Estimation of somatic HLA-class I allele loss in HCC

The HLA-class I genotypes (comprising four-digit alleles) of the HCC patients were determined from whole-exome sequencing data using the HLA-HD39 and POLYSOLVER40 programs. Somatic loss of HLA-class I alleles was estimated by the LOHHLA41 program using default settings. In short, the allele-specific copy number of each HLA-class I locus was determined by realigning sequence reads to patient-specific HLA reference sequences. Somatic loss of heterozygosity (LOH) was considered positive when the difference in the log copy ratio between the two HLA alleles was less than the Pval_unique value of 0.01, as previously described42.

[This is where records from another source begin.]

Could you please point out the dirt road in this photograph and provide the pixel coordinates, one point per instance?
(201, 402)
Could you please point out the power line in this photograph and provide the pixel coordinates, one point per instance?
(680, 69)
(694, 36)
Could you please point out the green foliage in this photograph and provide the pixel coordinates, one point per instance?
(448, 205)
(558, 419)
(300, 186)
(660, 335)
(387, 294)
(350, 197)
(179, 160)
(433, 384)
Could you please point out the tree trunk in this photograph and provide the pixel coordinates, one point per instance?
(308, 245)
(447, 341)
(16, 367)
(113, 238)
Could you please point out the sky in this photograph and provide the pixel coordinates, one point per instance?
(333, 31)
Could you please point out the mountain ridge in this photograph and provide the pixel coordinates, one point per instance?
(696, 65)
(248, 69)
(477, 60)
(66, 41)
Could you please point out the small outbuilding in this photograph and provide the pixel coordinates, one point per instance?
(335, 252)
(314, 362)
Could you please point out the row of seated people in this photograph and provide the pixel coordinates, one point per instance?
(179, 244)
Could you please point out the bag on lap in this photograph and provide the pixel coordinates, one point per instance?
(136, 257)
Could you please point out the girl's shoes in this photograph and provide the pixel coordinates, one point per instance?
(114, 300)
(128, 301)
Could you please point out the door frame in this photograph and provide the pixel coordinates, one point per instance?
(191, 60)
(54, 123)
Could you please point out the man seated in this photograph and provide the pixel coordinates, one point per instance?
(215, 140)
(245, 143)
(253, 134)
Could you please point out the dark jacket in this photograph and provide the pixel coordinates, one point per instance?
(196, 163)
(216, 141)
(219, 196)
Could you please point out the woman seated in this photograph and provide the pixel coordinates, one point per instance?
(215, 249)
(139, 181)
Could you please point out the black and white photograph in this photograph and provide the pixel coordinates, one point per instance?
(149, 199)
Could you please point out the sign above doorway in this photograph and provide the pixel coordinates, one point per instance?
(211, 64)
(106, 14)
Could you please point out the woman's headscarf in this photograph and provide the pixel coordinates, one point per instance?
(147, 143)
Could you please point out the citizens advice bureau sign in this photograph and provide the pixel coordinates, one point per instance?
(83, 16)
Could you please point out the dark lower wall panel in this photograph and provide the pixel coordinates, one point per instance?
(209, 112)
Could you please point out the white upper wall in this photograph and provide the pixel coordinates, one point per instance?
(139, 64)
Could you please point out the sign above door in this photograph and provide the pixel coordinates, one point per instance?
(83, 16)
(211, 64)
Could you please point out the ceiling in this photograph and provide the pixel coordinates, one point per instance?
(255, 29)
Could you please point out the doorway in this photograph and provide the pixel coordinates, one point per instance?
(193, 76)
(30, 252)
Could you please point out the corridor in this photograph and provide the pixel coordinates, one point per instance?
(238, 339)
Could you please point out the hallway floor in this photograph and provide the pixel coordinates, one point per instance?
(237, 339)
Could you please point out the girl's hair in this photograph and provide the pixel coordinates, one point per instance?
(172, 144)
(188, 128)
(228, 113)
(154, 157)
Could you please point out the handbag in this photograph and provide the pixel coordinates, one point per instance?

RNA sequencing and immune cell profiling

The RNA sequencing data (Fastq files) for tumor tissues from the same cohort of 160 HCC patients were acquired from the NBDC (research ID: hum0187.v2). The polyadenylated RNA libraries were synthesized using the TruSeq Stranded mRNA Library Prep kit (Illumina) and sequenced using the Illumina HiSeq2000 platform, generating 2 × 100 bp paired-end reads. Read alignment was performed using STAR version 2.7.3a43, with the human genome (GRCh38) and transcriptome data (GENCODE version 3144) as reference datasets. Transcripts per million (TPM) values were calculated using the StringTie program (version 2.0.4)45. Levels of immune infiltration were calculated from TPM expression data using the LM22 gene signature and the CIBERSORTx algorithm25,46. Data were run with 1000 permutations under the LM22 signature. The fraction of CD4+ cells was calculated by summing the fractions of “T cells CD4 naïve”, “T cells CD4 memory resting”, and “T cells CD4 memory activated”. The fraction of dendritic cells was calculated by summing the fractions of “dendritic cells resting” and “dendritic cells activated”.

Statistical analysis

Logistic regression analysis of HLA alleles/haplotypes was conducted using the PLINK program (version 1.07), with age, sex, and the top five principal component scores (described in “Subjects enrolled in the association analysis of HLA alleles”) as covariates. The significance of differences in the distribution of values, such as the number of neoantigens between two groups, was assessed using the Mann–Whitney U test. The binomial distribution test was used to evaluate the presence of LOH in tumors. All statistical analyses were performed using SPSS Statistics version 27 (IBM, Tokyo, Japan), the R statistical environment version 4.1.2, GraphPad Prism 9.0 (Dotmatics, Boston, United States), or PLINK 1.07.